I have been struggling with the following question:
Consider the yield to maturity of a static portfolio of coupon bonds, each with a finite expiry date, in which shorted bonds are allowed (so the total of the coupon payments as well as the possible face value payments, at each time can be negative, positive or zero). Suppose the first payments on this portfolio will take place at time at time $T_{1} > 0$, where time $t = 0$ denotes the present time and suppose that the value of the portfolio is positive at the present time and less than the total sum of the (undiscounted) cash-flow payments that the portfolio will generate.
(a) Show that the yield to maturity y is uniquely defined in case the duration $D = D(y)$ is positive for all $y > 0$.
(b) Give an example of such a static portfolio with (at least) two yield-to maturity values.
So far I have come up with the following:
Yield to maturity is $y$ that solves the following equation:
$ p(t) = \sum_{i = 1}^{n} c_{i} e^{-y T_{i}} $
where $p(t)$ is the market value of the portfolio, $c_{i}$ are net coupon payments and time i, and I have incorporated face value payments into the $c_{i}s$ for simplicity.

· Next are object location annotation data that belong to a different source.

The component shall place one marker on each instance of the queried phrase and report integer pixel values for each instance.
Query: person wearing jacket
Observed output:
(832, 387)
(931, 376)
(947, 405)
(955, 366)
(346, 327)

The question specifies that the following must hold:
$0 < p(t) < \sum_{i = 1}^{n} c_{i} $.
The duration is given by:
$ D = \frac{\sum_{i = 1}^{n} T_{i} c_{i} e^{-y T_{i}}}{p} $
and this must be positive for every y > 0.
I know that $\sum_{i = 1}^{n} T_{i} c_{i} e^{-y T_{i}} > 0 $ must hold for this to be true, but am at a loss as to how to proceed after this.
If anyone could assist me or even point me in the right direction I would be very grateful.
For the first part: Consider the function $$f(y)=\sum {c_ie^{-yT_i}}$$ We have that $f(0)>p$, and since $f'(y)<0$ for all $y>0$ there is at most one $y$ such that $f(y)=p$. Since $f(y)\to 0$ as $y\to\infty$ it follows that at some $y$ we have $f(y)<p$, so by the intermediate value theorem there is a unique $y$ with $f(y)=p$. This is the unique yield to maturity.
For the second part, we need $f(y)$ to cross $p$ twice. The polynomial $x(x-\frac12)(x-\frac14)$ is $x^3-\frac34 x^2+\frac18x$. We could choose $T_1=1$, $T_2=2$, $T_3=3$, $c_1=0.125$, $c_2=-0.75$, and $c_3=1$. Then $y=-\ln 0.25$ and $y=-\ln 0.5$ are both yields to maturity if the price is zero.